La fuerza de los impunes

Transitan impávidos por las calles. Hacen del lucro un modo de vida, a partir de las necesidades impuestas por la escasez. Pregonan aquello que usted no alcanzó en la cola, o lo que ni siquiera se enteró de su paso por estantes y mostradores porque, vaya mala suerte la suya, cumplía con su horario laboral.

Otros tienen la desfachatez de revender la más variopinta oferta estatal, incluso, en los portales de los propios establecimientos comerciales donde fueron adquiridos, sintiéndose protegidos por un cierto manto de conformismo, de indiferencia, que, lamentablemente, los arropa con preocupante recurrencia. Semejantes personajes son rostros de impunidad. A veces, hasta las autoridades hacen la vista gorda ante un mercadeo que supera al del caramelito o el cucurucho de maní, casi de sobrevivencia.

Ante tal agravio a los bolsillos ajenos y la sensibilidad propia, que dejarían atónito o sonrojarían al mismísimo Trump en su guerra arancelaria contra China, algunos de los implicados y sus “abogados de turno” esgrimen: “¡imagínate!, hay que ‘luchar’ porque la cosa está dura.” Lo doloroso del pillaje es que va más allá de estrechar la economía familiar, para instaurarse como “modelo” de prosperidad, sin que medien honestos esfuerzos.

La indolencia que cabalga sobre nuestras cabezas, en ocasiones, de no frenarla a tiempo, se convierte en un problema de indeseadas proporciones. Por eso vivimos la “normalización” de actitudes como menores de edad patinando a altas velocidades por el bulevar de la ciudad cabecera, que tuvo el colmo cuando una pareja de ancianos fue atropellada en el cercano Parque Martí y, ya en el piso, ni siquiera recibieron la ayuda del infractor.

Hace apenas unas tardes, Gloria y Frank, dos adultos mayores que atravesaban el Parque Martí, de Ciego de Ávila, fueron...

Posted by José Alemán Mesa on Wednesday, August 7, 2019

En ese rosario de cuestionamientos ciudadanos a desterrar de nuestra cotidianeidad, aparecen males como el vandalismo, expresión de barbarie que destruye cuanto espacio público encuentre a su paso, en enfrentamiento a muerte con la belleza.

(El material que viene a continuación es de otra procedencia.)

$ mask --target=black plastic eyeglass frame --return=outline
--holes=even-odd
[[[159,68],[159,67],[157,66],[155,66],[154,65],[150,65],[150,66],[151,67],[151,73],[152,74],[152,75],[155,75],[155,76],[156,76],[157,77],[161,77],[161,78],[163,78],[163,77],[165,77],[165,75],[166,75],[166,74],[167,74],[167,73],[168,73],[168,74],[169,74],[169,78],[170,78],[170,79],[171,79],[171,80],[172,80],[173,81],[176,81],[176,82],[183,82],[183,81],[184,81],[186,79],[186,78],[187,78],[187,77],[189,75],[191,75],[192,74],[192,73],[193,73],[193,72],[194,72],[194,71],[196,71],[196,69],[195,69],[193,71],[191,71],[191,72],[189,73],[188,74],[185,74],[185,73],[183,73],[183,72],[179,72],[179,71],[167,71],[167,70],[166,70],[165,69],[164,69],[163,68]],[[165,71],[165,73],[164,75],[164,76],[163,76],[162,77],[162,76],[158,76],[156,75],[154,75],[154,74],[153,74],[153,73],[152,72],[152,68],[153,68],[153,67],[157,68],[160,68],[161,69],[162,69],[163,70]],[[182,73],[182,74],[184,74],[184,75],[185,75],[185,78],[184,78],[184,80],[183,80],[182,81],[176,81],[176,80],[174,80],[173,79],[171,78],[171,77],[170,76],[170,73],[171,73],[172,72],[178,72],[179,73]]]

El irrespeto llega a tal punto que no se salvan ni los símbolos más representativos de la identidad nacional; si no, recuerden lo sucedido al machete de la estatua de Máximo Gómez meses atrás, en el parque que lleva su nombre en la capital avileña.

• Lea aquí lo sucedido con el símbolo de la dignidad avileña.

Si de verdad queremos que en nuestra sociedad primen el civismo y la decencia, asumamos entonces el ejercicio de una autorregulación colectiva e individual, desde una cultura jurídica afianzada, en la cual resultan instrumentos disuasorios el Código Penal y las contravenciones ante censurables conductas anteriormente enunciadas.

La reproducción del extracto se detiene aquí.